You have to realize that the fault lies with you and then you have to act on
that realization. Seems he realized things were going sour, but his solution
was to jump in with the daily deals sites, instead of fixing the real problem
with his business.

You can use Groupon in one of two ways.

You can sell off excess inventory. In the case of a restaurant, this may mean
running a "breakfast only" deal if most of your clientele comes in for lunch
and dinner. Or you can run a "dinner only" if most of your customers are a
breakfast and lunch crowd. There are other creative ways and I have truly seen
"Groupon done well" in this way. You focus the Groupon customers to fill gaps.

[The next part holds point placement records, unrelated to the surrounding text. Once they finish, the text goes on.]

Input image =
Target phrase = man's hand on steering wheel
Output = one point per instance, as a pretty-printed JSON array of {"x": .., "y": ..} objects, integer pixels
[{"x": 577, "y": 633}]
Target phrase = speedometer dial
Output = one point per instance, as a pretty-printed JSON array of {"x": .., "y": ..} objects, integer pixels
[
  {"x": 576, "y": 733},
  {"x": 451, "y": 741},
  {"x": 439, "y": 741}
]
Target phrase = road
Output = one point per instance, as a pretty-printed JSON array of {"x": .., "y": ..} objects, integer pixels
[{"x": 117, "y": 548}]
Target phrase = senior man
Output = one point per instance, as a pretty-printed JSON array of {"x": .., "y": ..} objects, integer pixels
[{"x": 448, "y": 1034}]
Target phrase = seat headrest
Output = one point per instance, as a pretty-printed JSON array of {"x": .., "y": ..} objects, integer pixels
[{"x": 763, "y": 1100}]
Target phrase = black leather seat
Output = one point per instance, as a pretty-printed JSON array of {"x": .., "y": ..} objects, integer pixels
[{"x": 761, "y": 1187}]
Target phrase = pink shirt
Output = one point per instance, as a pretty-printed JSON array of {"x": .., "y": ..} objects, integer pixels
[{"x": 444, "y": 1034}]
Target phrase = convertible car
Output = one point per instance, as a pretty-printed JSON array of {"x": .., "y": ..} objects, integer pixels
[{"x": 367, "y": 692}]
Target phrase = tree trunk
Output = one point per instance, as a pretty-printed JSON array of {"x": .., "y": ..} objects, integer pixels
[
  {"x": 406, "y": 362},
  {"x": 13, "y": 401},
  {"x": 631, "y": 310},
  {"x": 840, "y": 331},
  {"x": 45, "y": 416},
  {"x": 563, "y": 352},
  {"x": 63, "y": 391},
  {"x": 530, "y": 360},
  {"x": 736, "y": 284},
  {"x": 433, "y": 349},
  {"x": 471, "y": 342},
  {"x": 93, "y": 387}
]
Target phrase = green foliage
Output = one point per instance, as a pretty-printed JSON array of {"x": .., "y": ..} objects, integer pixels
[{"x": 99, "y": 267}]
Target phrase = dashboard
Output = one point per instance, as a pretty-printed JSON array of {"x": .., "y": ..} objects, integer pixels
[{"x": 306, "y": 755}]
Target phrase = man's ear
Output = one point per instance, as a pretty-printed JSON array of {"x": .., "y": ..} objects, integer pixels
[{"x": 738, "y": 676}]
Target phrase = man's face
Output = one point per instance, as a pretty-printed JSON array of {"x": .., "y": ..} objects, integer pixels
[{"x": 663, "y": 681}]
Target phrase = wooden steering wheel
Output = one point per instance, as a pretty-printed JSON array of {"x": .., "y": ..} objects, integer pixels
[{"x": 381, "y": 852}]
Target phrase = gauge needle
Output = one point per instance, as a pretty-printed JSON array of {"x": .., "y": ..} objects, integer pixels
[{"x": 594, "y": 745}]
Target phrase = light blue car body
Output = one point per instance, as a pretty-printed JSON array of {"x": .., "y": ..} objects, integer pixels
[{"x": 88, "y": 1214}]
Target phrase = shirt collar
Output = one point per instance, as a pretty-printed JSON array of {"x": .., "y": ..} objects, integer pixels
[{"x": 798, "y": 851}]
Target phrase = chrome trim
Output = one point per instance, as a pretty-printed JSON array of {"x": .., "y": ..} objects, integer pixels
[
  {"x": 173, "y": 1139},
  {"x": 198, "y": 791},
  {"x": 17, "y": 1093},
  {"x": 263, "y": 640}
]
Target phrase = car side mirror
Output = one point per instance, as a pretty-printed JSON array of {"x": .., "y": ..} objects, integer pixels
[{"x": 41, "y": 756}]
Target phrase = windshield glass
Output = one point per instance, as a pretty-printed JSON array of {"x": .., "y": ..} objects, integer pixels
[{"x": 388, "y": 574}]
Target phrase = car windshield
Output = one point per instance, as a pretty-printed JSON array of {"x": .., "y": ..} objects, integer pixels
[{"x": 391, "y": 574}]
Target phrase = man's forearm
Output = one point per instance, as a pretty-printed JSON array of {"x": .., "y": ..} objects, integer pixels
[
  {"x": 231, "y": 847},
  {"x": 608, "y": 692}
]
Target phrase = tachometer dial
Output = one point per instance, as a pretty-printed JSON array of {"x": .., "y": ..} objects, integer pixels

The second way you can use Groupon is to temporarily keep your failing
business afloat. If this is all you do, your business will fail. It'll just
take longer. Groupon is like a credit card. They'll give you cash fast and you
better use that cash to fix whatever is wrong with your business. If you
simply sit on your ass and do daily deals, you're just delaying the
inevitable. Don't blame Groupon, blame yourself for not fixing your business.

------
corkill
If your business isn't going well and you discount your prices and sell on
mass, what exactly is meant to happen..

Would be good if the deal sites did some kind of business model check/chance
of profiting check. But realistically it's not up to them and they can't
understand a business owners business better than the actual owner.

The business owner is having one last give stuff away for free day...

------
abalashov
I was just in Sheridan Park, and this makes me very sad.